Iker Calderón

Personal information
- Full name: Iker Calderón Balda
- Date of birth: 27 March 2006 (age 20)
- Place of birth: San Sebastián, Spain
- Height: 1.94 m (6 ft 4 in)
- Position: Centre-back

Team information
- Current team: Real Sociedad B
- Number: 15

Youth career
- Vasconia Donostia [eu]
- 2022–2023: Antiguoko
- 2023–2025: Real Sociedad

Senior career*
- Years: Team / Apps / (Gls)
- 2025–2026: Real Sociedad C / 16 / (0)
- 2025–: Real Sociedad B / 7 / (0)

= Iker Calderón =

Spanish footballer (born 2006)

Iker Calderón Balda (born 27 March 2006) is a Spanish footballer who plays as a centre-back for Real Sociedad B.

==Career==
Born in San Sebastián, Gipuzkoa, Basque Country, Calderón joined Real Sociedad's youth sides in June 2023, after representing Antiguoko KE and CD Vasconia Donostia.

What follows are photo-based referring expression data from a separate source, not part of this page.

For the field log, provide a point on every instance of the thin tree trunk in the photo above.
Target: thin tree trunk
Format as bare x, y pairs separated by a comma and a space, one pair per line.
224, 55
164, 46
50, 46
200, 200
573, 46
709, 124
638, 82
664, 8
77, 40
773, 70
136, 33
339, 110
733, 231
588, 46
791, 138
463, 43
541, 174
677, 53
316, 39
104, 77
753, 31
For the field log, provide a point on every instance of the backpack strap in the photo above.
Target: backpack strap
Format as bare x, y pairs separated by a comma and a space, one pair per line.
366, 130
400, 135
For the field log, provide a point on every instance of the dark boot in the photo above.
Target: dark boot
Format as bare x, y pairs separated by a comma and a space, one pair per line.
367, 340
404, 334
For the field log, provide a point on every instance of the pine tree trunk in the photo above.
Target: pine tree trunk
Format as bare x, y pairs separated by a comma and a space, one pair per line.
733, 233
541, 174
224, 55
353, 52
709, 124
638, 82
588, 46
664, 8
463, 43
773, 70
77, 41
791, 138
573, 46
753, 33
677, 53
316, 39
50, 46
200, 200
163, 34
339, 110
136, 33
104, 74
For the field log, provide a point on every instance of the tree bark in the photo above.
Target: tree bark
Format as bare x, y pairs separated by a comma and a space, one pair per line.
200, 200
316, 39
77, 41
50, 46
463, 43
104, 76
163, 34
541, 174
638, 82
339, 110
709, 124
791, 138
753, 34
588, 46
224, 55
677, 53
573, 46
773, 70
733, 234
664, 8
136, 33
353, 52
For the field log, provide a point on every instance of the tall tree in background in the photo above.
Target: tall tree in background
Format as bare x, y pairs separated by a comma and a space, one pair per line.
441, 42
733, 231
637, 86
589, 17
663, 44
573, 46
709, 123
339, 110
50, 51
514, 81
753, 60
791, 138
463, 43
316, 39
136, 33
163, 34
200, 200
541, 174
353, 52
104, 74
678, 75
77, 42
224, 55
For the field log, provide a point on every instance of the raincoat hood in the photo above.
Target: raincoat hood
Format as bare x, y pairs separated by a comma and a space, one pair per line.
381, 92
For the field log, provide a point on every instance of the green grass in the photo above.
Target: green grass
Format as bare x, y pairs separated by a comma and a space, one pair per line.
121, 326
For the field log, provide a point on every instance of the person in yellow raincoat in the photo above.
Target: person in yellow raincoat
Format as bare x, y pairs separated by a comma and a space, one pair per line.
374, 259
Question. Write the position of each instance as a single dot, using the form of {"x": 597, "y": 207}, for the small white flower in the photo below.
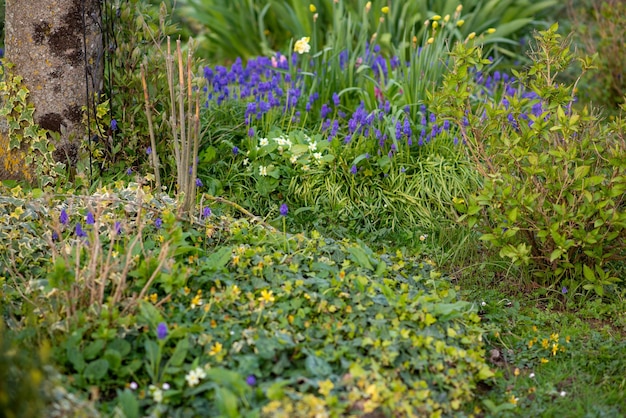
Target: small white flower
{"x": 157, "y": 394}
{"x": 302, "y": 45}
{"x": 194, "y": 376}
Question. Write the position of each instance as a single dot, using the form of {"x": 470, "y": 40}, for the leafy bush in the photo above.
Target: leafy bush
{"x": 233, "y": 317}
{"x": 554, "y": 184}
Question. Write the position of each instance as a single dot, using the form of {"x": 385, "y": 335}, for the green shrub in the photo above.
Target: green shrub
{"x": 21, "y": 378}
{"x": 233, "y": 317}
{"x": 555, "y": 178}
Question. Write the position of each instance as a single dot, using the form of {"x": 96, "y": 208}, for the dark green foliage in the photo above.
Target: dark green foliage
{"x": 554, "y": 185}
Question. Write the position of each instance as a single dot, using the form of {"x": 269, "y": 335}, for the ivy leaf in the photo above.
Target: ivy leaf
{"x": 318, "y": 367}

He made his senior debut with the C-team on 4 May 2025, starting in a 3–0 Segunda Federación away loss to Gernika Club, as his side was already relegated.

On 30 November 2025, after becoming a regular starter for the C's (now in Tercera Federación), Calderón made his professional debut with the reserves by coming on as a second-half substitute for Dani Díaz in a 1–0 Segunda División home loss to CD Mirandés.